Conclusion.  The defendant’s conviction of murder in the first degree on the theory of extreme atrocity and cruelty is vacated.  The Commonwealth shall have the option of either proceeding with a new trial on the murder indictment or accepting a reduction of the verdict to murder in the second degree.  Within fourteen days of the issuance of this opinion, the Commonwealth shall inform this court whether it will move to have the defendant sentenced on the lesser offense of murder in the second degree or whether it will retry the defendant for murder in the first degree.  See Rutkowski, 459 Mass. at 800.  We will issue an appropriate rescript to the Superior Court after the Commonwealth informs us of its decision.

So ordered.

 


[1] Chief Justice Ireland participated in the deliberation on this case prior to his retirement.

[2] The jury did not find the defendant guilty of murder in the first degree on the theory of deliberate premeditation.

     [3] The victim and the defendant were not married, but they referred to each other as husband and wife.

[4] The victim succumbed to her injuries at 7:54 A.M.  The cause of death was multiple stab wounds to the torso.

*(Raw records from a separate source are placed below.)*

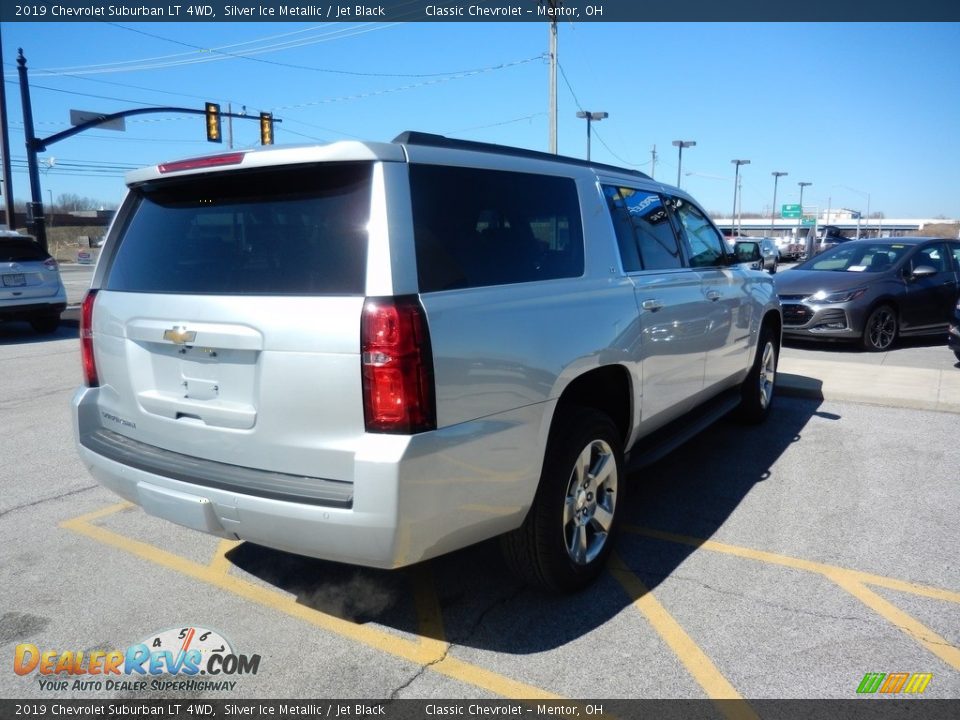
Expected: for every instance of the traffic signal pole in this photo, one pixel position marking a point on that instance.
(5, 150)
(36, 222)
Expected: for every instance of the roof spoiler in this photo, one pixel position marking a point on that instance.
(412, 137)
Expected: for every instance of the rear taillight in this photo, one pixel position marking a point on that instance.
(397, 363)
(90, 378)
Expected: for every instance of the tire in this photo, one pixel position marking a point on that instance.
(45, 324)
(756, 393)
(569, 531)
(881, 328)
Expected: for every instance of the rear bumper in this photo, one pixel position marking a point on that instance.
(953, 335)
(411, 497)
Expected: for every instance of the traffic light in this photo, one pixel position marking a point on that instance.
(266, 128)
(213, 122)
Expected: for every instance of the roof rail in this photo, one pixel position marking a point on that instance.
(412, 137)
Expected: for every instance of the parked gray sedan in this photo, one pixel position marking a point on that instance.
(872, 291)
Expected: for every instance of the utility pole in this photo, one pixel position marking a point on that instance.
(5, 149)
(36, 223)
(777, 174)
(552, 6)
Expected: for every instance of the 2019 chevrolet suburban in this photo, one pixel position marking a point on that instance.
(376, 353)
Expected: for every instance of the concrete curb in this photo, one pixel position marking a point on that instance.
(889, 386)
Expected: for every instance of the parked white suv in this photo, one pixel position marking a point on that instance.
(376, 353)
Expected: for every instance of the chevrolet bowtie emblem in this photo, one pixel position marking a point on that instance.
(179, 335)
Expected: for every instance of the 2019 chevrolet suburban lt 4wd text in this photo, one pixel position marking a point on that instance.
(376, 353)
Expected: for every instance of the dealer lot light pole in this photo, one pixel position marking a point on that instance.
(590, 117)
(680, 145)
(736, 180)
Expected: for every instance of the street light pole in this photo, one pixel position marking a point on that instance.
(736, 179)
(590, 117)
(773, 210)
(680, 145)
(800, 221)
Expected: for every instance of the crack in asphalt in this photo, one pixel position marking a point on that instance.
(419, 673)
(47, 499)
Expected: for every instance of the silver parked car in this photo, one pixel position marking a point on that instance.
(872, 291)
(376, 353)
(30, 284)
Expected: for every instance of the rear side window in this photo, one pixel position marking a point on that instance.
(20, 250)
(644, 231)
(297, 230)
(475, 228)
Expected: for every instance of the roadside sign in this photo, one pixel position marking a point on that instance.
(792, 210)
(77, 117)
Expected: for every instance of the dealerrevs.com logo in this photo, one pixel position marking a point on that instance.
(185, 653)
(894, 683)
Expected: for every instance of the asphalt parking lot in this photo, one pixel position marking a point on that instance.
(782, 561)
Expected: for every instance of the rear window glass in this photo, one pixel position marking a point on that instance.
(20, 250)
(289, 231)
(486, 227)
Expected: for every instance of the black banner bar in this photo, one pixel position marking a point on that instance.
(872, 708)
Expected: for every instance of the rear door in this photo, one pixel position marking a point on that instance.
(673, 322)
(727, 307)
(227, 321)
(930, 300)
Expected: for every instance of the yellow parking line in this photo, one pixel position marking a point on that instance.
(687, 651)
(800, 564)
(915, 629)
(853, 581)
(414, 652)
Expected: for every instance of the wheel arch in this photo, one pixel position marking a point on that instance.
(608, 389)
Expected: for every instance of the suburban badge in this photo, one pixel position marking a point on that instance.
(179, 335)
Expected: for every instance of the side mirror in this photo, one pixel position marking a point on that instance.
(922, 271)
(747, 251)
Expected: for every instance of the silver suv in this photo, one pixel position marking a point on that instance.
(30, 284)
(376, 353)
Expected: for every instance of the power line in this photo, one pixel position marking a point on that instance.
(603, 142)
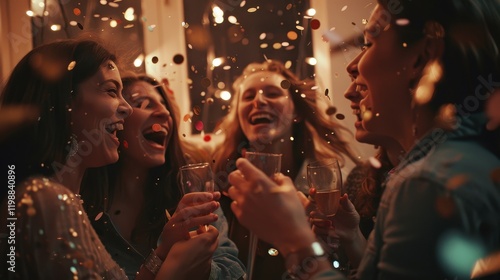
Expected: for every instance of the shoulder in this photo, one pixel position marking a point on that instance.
(44, 195)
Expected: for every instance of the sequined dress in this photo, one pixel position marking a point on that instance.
(53, 237)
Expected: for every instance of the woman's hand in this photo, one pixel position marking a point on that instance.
(192, 258)
(194, 210)
(270, 209)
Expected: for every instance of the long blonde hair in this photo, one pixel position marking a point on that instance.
(315, 135)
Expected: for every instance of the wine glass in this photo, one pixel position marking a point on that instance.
(270, 164)
(326, 179)
(197, 177)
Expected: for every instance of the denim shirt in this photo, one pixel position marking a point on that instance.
(440, 210)
(225, 263)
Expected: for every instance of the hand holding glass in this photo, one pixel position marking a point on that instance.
(326, 178)
(270, 164)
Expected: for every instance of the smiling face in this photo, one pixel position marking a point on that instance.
(265, 109)
(148, 130)
(383, 73)
(98, 111)
(361, 134)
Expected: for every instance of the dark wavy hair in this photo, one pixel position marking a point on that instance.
(471, 57)
(162, 190)
(44, 82)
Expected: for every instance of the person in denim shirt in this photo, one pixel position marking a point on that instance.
(142, 204)
(426, 71)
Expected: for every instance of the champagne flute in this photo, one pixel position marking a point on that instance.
(197, 177)
(270, 164)
(326, 179)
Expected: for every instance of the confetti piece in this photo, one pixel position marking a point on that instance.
(445, 206)
(196, 110)
(285, 84)
(315, 24)
(375, 163)
(205, 82)
(71, 65)
(98, 216)
(495, 176)
(199, 125)
(456, 181)
(178, 59)
(331, 111)
(156, 127)
(292, 35)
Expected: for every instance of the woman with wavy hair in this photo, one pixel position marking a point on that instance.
(133, 207)
(273, 111)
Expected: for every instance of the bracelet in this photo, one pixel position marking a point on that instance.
(153, 262)
(304, 261)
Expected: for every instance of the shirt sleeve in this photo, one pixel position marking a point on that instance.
(420, 216)
(56, 240)
(225, 262)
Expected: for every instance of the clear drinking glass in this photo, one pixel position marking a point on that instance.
(197, 177)
(326, 178)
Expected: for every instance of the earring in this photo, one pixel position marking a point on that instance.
(73, 146)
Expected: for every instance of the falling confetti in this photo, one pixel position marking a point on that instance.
(197, 110)
(205, 82)
(456, 182)
(445, 206)
(375, 163)
(495, 176)
(315, 24)
(331, 110)
(178, 59)
(285, 84)
(156, 127)
(199, 125)
(292, 35)
(98, 216)
(71, 65)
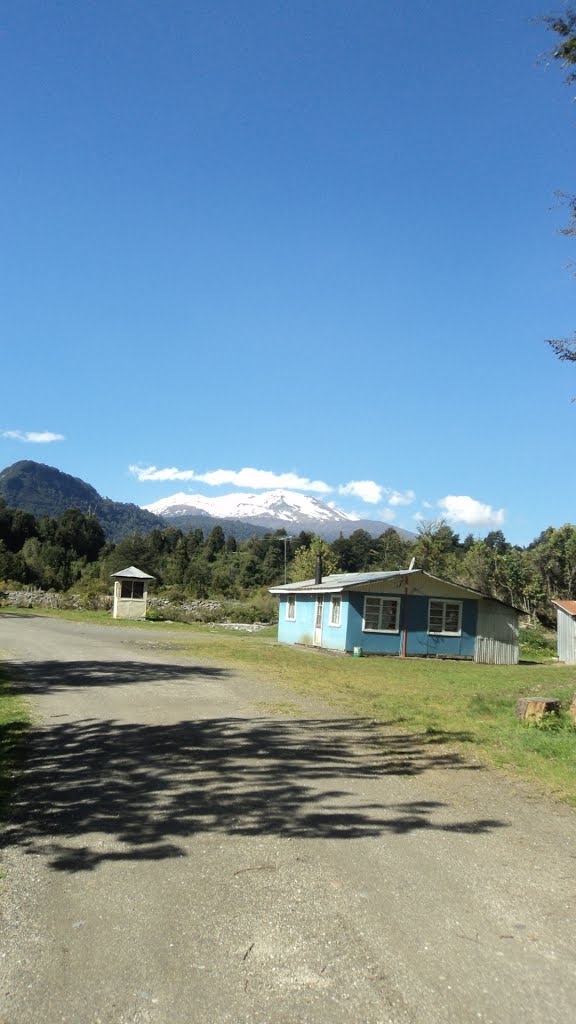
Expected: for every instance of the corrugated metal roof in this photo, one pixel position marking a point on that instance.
(355, 581)
(338, 582)
(569, 606)
(131, 573)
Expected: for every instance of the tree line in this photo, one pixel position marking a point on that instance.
(71, 553)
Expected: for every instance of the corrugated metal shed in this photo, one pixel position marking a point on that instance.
(566, 637)
(569, 606)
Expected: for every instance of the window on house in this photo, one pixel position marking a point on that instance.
(335, 610)
(381, 614)
(445, 617)
(131, 589)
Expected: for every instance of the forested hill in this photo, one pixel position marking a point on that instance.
(42, 489)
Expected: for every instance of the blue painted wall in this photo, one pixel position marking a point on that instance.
(350, 635)
(301, 629)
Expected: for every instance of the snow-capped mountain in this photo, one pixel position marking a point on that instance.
(289, 506)
(272, 509)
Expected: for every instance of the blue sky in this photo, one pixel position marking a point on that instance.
(290, 243)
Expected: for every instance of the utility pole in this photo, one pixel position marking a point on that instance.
(285, 540)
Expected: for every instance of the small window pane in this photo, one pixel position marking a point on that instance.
(436, 616)
(452, 616)
(388, 614)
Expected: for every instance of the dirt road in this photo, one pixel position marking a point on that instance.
(193, 846)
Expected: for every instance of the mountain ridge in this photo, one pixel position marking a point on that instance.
(277, 509)
(44, 489)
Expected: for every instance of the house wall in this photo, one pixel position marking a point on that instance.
(419, 643)
(301, 629)
(566, 637)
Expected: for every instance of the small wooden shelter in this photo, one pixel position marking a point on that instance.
(566, 639)
(130, 593)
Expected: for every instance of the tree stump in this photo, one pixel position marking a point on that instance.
(534, 709)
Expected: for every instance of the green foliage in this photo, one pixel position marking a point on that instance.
(565, 52)
(303, 565)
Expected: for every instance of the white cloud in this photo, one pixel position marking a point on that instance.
(253, 479)
(461, 508)
(33, 436)
(400, 497)
(366, 489)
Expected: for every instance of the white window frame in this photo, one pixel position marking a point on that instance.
(444, 632)
(381, 600)
(335, 617)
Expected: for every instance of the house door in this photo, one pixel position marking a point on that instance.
(318, 622)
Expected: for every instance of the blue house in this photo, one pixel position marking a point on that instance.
(408, 612)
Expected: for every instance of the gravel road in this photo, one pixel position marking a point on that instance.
(191, 845)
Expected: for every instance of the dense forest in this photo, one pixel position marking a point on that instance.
(71, 553)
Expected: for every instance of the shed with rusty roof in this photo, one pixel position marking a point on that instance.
(566, 638)
(408, 612)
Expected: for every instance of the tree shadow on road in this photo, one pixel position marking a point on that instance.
(50, 677)
(97, 791)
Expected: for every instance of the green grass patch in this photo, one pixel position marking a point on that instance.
(14, 719)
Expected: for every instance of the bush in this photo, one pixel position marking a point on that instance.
(537, 640)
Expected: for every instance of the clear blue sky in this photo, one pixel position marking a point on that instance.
(312, 238)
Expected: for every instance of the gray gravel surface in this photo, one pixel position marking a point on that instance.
(192, 845)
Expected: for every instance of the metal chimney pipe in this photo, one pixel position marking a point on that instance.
(318, 568)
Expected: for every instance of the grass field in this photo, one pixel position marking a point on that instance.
(467, 707)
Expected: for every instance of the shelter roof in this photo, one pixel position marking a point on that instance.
(131, 573)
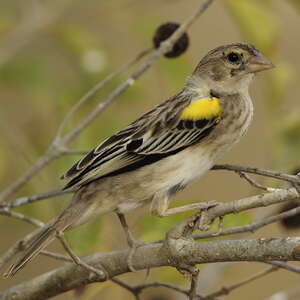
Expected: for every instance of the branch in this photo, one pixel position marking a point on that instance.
(156, 255)
(252, 227)
(58, 146)
(22, 217)
(257, 171)
(30, 199)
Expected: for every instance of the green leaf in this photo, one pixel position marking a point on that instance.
(84, 238)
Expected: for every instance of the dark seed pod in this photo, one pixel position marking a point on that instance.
(163, 32)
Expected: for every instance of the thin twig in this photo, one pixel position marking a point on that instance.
(30, 199)
(32, 25)
(258, 171)
(22, 217)
(57, 148)
(193, 292)
(227, 289)
(96, 88)
(290, 294)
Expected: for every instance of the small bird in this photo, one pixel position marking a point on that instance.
(165, 149)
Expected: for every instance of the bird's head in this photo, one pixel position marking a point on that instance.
(229, 69)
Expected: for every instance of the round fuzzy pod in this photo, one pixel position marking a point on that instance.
(163, 32)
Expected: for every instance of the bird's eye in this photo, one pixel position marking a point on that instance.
(233, 57)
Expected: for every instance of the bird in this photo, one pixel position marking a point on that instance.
(164, 150)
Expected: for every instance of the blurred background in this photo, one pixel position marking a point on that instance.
(52, 52)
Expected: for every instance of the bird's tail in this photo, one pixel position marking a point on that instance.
(37, 244)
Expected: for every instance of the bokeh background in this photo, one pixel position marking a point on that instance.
(77, 43)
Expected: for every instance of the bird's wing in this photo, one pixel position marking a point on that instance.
(167, 129)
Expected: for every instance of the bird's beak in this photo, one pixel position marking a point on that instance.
(259, 63)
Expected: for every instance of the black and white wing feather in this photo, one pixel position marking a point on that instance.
(157, 134)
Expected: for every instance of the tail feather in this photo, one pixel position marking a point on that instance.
(39, 242)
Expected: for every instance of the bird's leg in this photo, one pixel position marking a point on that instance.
(101, 272)
(131, 241)
(159, 207)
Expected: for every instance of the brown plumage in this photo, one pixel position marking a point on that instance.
(162, 151)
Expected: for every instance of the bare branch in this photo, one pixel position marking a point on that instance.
(257, 171)
(252, 181)
(57, 148)
(22, 217)
(154, 255)
(285, 266)
(290, 294)
(227, 289)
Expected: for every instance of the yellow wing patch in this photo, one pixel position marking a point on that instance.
(202, 109)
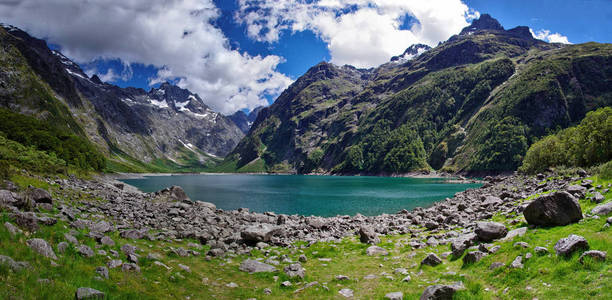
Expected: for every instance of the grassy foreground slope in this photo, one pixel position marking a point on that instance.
(543, 276)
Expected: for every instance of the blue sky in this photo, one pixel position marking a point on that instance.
(241, 54)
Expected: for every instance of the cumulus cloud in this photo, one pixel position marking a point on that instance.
(362, 33)
(547, 36)
(175, 36)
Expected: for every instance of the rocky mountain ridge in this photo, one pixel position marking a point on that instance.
(472, 104)
(167, 125)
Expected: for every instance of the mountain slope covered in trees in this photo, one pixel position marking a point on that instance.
(473, 103)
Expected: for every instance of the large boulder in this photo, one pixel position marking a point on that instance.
(567, 246)
(294, 270)
(489, 231)
(602, 209)
(88, 293)
(460, 243)
(253, 266)
(39, 195)
(368, 236)
(258, 233)
(441, 292)
(41, 247)
(172, 194)
(555, 209)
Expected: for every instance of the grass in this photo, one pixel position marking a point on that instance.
(543, 277)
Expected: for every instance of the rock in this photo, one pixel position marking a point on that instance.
(514, 233)
(132, 234)
(216, 252)
(489, 231)
(286, 284)
(394, 296)
(101, 226)
(41, 247)
(567, 246)
(39, 195)
(368, 236)
(7, 198)
(496, 265)
(114, 263)
(576, 191)
(594, 254)
(598, 197)
(431, 260)
(258, 233)
(85, 251)
(602, 209)
(459, 244)
(130, 267)
(88, 293)
(473, 256)
(102, 271)
(185, 268)
(555, 209)
(12, 264)
(308, 285)
(517, 263)
(27, 220)
(62, 247)
(375, 250)
(12, 229)
(441, 292)
(128, 249)
(520, 244)
(294, 270)
(253, 266)
(107, 241)
(347, 293)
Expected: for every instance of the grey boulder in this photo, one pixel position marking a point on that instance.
(567, 246)
(489, 231)
(555, 209)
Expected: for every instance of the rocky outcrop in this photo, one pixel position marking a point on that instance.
(555, 209)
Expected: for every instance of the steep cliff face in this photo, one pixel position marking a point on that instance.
(164, 124)
(473, 103)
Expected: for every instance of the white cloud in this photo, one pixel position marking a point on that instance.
(173, 35)
(363, 33)
(547, 36)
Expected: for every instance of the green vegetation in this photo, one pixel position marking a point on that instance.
(585, 145)
(543, 276)
(75, 151)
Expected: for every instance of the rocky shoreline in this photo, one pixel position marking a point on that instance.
(170, 214)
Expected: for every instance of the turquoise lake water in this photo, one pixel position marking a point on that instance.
(308, 195)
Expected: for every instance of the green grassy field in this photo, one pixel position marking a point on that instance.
(543, 277)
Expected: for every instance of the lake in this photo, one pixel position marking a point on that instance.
(308, 195)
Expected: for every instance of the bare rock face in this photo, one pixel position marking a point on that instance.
(489, 231)
(441, 292)
(567, 246)
(253, 266)
(41, 247)
(368, 236)
(555, 209)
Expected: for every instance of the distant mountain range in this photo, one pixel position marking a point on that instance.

[5] The police recovered three knives from the premises and one from the sidewalk in front of the apartment, but none contained evidence of blood.

     [6] The Commonwealth agreed not to admit in evidence a statement that the defendant made to the police after his holding cell discussion with Officer Cepeda, conceding that it had been obtained in violation of Commonwealth v. Rosario, 422 Mass. 48, 56 (1996).

[7] Defense counsel in his opening statement claimed that the Commonwealth would be unable to prove that the defendant had not acted in self-defense.  In closing argument, defense counsel stated, “If, in fact, it occurred as the defendant subsequently told the police, that is, as a result of this physical altercation, if you accept that version, then, while he is responsible, it would not be murder, but it would be . . . manslaughter.”

[8] The prosecutor in closing argument said:  ”Officer Cepeda says to him, after [the victim] was taken away but before they made any decision to arrest him:  ’She’s still alive.  Is there anything else you want to tell me?’  ’No.’  Not good, what hospital is she going to, but no.”

[9] The admission of a dying declaration does not implicate the defendant’s constitutional right to confrontation.  Commonwealth v. Nesbitt, 452 Mass. 236, 249-251 (2008), quoting Crawford v. Washington, 541 U.S. 36, 56 n.6 (2004).  The constitutional right “is most naturally read as a reference to the right of confrontation at common law,” Crawford, supra at 54, and the dying declaration was recognized at common law as an exception to the right of confrontation when the Sixth Amendment to the United States Constitution was adopted.  Id. at 56 & n.6.  See Nesbitt, supra at 250.

 

[10] The judge in this case instructed the jury that they could consider this evidence only if they were to find that the statements met the requirements for dying declarations by a preponderance of the evidence.

[11] The medical examiner testified that, by the time of her death, the victim had lost approximately 1.2 liters of blood.

[12] The taxicab driver later told the defendant that the victim’s threat was not serious, and she had said it just to worry him.  The victim’s autopsy revealed no signs of a pregnancy.

[13] “The Commonwealth need not prove that the extreme atrocity or cruelty was premeditated, . . . that the defendant intended to inflict extraordinary pain, . . . or that she knew that her acts were extremely atrocious or cruel” (citations omitted).  Commonwealth v. Rutkowski, 459 Mass. 794, 798 n.3 (2011).

 

[14] The Cunneen factors are:  the defendant’s indifference to or pleasure in the victim’s suffering, the victim’s consciousness and degree of suffering, the extent of the victim’s physical injuries, the number of blows delivered by the defendant, the manner and force with which the defendant delivered the blows, the weapon or weapons used by the defendant, and the disproportion between the means needed to cause death and the means used by the defendant.  Commonwealth v. Cunneen, 389 Mass. 216, 227 (1983).